Nearly everybody is on the move, except for Jonah Wong. The 29-year-old sits on a camping chair near the entrance to the Apple store, where he has been for more than a week.
“I wanted to be to the first to hold the iPhone 6 in my hands,” he says.
Lines began to form at Apple’s New York flagship store days before the latest model was officially introduced on September 9.
A record number of people started pre-ordering the latest Apple phone on Friday, the company said, without disclosing how many units it had sold online.
Wong and his friend Eduardo travelled from Hong Kong to New York and camped in front of the Apple Store on September 3. The line had already started to form when they arrived to stake out the fifth and sixth spots.
The battery company Ravpower sponsored his plane ticket and is also paying for his food. In return, Wong has to wear a green sweater with the company logo.
The advertising ploy seems to work. About every five minutes somebody stops and takes a picture of Wong.
Apple said the new phones would be in stores September 19. Wong will have to sit tight for about another week before holding one of the coveted new gadgets in his hands.
For now, he says life on the street has been comfortable.
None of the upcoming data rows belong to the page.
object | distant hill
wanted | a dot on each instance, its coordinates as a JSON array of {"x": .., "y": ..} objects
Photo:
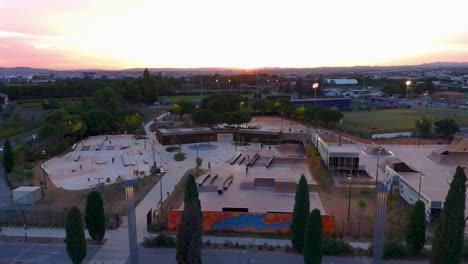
[{"x": 24, "y": 70}]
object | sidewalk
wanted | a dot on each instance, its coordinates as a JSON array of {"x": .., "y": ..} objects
[
  {"x": 119, "y": 236},
  {"x": 43, "y": 232}
]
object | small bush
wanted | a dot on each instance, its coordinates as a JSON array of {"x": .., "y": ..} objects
[
  {"x": 155, "y": 228},
  {"x": 335, "y": 247},
  {"x": 180, "y": 156},
  {"x": 391, "y": 249},
  {"x": 172, "y": 149},
  {"x": 394, "y": 250},
  {"x": 162, "y": 240}
]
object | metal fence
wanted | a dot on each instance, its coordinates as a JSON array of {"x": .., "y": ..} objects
[
  {"x": 365, "y": 230},
  {"x": 41, "y": 218}
]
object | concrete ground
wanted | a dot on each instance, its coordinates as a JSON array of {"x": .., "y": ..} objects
[{"x": 119, "y": 155}]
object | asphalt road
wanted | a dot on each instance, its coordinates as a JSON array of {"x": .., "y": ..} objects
[
  {"x": 51, "y": 254},
  {"x": 5, "y": 199}
]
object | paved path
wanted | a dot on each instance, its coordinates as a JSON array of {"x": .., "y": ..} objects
[
  {"x": 51, "y": 254},
  {"x": 5, "y": 193},
  {"x": 115, "y": 250}
]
He bought a one-month membership with the YMCA so he could bathe, and the Apple store provides its restrooms for free. When the people waiting in line get hungry, one of them makes a run to the closest fast food joint, and that is why Eduardo’s chair is currently empty.
“May I take a picture?” a tourist asks, sitting down and snapping a photo without waiting for a response. Wong grins.
“During the day we chat with a lot of people so we do not get bored. At night it is sometimes hard to fall asleep,” he says, wrapping himself in a sleeping bag.
Hunter Kemp sits on a chair next to Eduardo’s. The 25-year-old music producer from New York is not even an Apple fan.
“I want to sell my good spot in the line later on,” he reveals.
A year ago, when the iPhone 5s debuted, the line in front of the store snaked around the entire block.
“People are willing to pay a lot of money not to be at the end of the line. For 2,000 dollars, I am willing to up one of my seats,” he says, pointing at his three chairs.
Jean Anacreon has a similar motive. The clothing vendor from Brooklyn has brought six chairs.
“I will keep one of the iPhones for myself and sell the other ones,” he says. “In previous years, every customer was allowed to buy two phones. As soon as I get mine, I will get back in line.”
Anacreon plans to make about 15,000 dollars this way.
An older man wearing a designer suit stops in front of him.
“That is meschugge,” the man says, when he finds out how long Anacreon has been waiting at the store already. He shakes his head and walks away.
The 23-year-old just laughs and says: “He calls it meschugge (crazy). I call it a good business model.”